I will miss "Alias," if only because I doubt any new show will offer up picture possibilities like the one above.
So after skimming through the last two or three episodes in the hopes of getting myself up to speed for the finale, I watched the final two hours and was still completely baffled. "24" makes no sense if you stop to think about it for a minute; "Alias" makes no sense even as you watch it.
Sloane, having just acquired the secret of eternal life, wants to blow up several world capitols just so he can make money rebuilding them? Huh? Why doesn't he just contact Tony Soprano and buy out that heavy equipment leasing company from Johnny Sack? If I were suddenly granted immortality, I think I'd have other priorities beyond blowing stuff up and making money. For starters, I would go eat one of those Pizza Hut pizzas with the extra layer of cheese in the crust, because I wouldn't have to worry about cholestorol anymore.

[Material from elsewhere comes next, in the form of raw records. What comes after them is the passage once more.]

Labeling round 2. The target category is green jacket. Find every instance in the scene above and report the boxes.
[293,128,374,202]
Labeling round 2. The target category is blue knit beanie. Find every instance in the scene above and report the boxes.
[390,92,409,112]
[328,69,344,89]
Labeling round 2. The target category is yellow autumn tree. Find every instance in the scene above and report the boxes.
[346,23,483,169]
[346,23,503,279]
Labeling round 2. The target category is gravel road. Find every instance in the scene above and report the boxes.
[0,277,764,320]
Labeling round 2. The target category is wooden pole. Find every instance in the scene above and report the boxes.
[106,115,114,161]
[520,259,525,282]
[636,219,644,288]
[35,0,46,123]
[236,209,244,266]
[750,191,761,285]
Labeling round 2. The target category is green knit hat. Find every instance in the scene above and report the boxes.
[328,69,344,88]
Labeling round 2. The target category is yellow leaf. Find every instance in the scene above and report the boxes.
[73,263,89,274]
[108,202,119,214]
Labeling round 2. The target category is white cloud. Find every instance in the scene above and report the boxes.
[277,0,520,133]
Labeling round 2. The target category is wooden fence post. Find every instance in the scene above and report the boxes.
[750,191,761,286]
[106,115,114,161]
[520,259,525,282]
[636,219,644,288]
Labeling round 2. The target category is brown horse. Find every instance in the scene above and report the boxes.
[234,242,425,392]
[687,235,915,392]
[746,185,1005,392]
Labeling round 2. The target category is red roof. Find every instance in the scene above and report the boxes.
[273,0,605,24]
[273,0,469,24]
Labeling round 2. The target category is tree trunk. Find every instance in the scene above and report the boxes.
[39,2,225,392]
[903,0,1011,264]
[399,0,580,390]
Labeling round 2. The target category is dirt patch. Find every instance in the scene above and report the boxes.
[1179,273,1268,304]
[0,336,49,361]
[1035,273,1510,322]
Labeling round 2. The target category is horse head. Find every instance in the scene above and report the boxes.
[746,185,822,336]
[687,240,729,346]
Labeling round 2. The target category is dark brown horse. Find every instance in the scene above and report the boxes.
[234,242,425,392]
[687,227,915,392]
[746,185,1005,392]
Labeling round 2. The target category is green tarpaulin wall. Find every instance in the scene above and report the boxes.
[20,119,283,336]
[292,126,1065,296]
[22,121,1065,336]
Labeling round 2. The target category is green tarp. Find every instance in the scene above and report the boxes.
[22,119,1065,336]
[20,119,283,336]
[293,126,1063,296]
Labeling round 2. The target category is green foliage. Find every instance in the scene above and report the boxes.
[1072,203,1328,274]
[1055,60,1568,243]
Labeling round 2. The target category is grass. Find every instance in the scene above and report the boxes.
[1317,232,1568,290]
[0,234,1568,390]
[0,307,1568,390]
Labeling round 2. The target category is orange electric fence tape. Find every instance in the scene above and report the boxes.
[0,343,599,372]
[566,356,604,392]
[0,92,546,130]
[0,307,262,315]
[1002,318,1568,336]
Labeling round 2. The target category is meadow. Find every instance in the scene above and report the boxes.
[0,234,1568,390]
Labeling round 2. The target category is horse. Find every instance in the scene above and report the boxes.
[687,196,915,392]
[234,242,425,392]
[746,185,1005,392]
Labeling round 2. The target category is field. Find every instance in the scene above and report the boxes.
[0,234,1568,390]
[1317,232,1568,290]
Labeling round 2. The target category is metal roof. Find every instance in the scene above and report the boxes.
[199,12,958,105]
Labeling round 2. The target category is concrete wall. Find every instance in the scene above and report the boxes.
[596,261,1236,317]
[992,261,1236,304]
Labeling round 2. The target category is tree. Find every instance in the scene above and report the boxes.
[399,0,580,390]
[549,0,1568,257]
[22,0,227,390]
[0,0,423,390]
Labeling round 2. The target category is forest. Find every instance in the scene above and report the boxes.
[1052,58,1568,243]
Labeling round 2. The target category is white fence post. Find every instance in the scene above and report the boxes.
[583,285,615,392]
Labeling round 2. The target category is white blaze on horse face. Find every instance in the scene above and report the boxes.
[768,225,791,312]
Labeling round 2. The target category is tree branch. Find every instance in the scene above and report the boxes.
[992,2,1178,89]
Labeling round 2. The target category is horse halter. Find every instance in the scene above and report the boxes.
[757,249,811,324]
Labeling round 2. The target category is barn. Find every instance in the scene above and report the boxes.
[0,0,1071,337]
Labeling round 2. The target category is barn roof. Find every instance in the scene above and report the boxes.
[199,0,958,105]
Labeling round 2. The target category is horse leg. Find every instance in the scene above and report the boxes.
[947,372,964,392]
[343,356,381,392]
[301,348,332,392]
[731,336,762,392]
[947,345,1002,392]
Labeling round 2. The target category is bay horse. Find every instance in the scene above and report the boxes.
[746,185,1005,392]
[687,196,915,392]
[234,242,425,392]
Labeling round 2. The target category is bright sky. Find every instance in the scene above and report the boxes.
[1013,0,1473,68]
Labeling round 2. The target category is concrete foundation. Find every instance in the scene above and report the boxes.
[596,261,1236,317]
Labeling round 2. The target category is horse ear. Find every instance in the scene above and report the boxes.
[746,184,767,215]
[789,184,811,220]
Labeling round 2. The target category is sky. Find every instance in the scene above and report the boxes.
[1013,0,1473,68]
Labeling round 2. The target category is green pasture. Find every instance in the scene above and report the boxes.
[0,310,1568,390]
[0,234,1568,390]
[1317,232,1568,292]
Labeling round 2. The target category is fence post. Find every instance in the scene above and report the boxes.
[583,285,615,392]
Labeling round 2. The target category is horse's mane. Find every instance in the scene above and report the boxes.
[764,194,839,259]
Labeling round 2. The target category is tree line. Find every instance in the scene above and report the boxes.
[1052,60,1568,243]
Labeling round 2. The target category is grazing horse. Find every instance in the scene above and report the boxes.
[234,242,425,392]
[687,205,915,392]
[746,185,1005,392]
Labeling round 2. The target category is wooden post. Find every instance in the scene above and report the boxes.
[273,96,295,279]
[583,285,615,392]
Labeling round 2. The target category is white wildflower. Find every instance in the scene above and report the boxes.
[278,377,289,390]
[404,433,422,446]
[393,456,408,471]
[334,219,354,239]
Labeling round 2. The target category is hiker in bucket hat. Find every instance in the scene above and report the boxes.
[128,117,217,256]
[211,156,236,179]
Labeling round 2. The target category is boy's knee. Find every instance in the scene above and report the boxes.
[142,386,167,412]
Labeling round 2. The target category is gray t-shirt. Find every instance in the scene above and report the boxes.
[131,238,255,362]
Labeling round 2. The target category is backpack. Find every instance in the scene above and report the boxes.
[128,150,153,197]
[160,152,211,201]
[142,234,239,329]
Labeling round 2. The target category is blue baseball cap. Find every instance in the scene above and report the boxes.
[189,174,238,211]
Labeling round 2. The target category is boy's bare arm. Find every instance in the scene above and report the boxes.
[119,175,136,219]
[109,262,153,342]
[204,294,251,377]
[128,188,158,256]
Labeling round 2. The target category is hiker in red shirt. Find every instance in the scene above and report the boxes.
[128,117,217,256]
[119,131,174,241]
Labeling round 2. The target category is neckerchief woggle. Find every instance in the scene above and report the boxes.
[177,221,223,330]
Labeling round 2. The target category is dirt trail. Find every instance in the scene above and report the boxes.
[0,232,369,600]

Overall, the finale felt like a lot of missed opportunities. While I'm sure the producers had been waiting for years to do that "Sydney" location card, they had one last chance to put Jennifer Garner in some ridiculous costume, and they dress her up as a waitress? Really? Couldn't she at least have had to be a waitress with blue hair? Or horn-rimmed glasses? Throw us a bone, man! Please!
While the flashbacks did set up that scene at the end with Syd's daughter, I don't feel like it taught me anything new about the clan Bristow. Couldn't they at least have brought back Danny for one of the flashbacks? Or, even better, couldn't they have revealed that he's been alive the entire time and pulling all the strings, even Sloane's? Wouldn't have been any more ridiculous than anything else that happened.
I did like certain moments in the finale. Jack burying Arvin alive for all eternity (or, at least, until gentrification comes to that part of the world and that cave is excavated to build condos) was about as cool a dying act as I've seen a TV character perform. I will never complain about a Jennifer Garner/Lena Olin brawl. Marshall standing up while captured was a nice moment for him, as was his communicating in code by using the children's books. And Rachel busting out the snake to interrogate Peyton was a lot more effective than the Jack Bauer shout-and-shoot method. (As Rich Heldenfels said to me this morning, "They should bring some of the Alias people over to 24 just so they can say, 'Hey, Jack, have you ever thought about using a snake?'")
Goodbye, strange spy show. You were weird, you were unexpected, and you were a lot of fun for a while there, until the point when it became obvious that there was no there there. Sounds kind of like another ABC drama, doesn't it?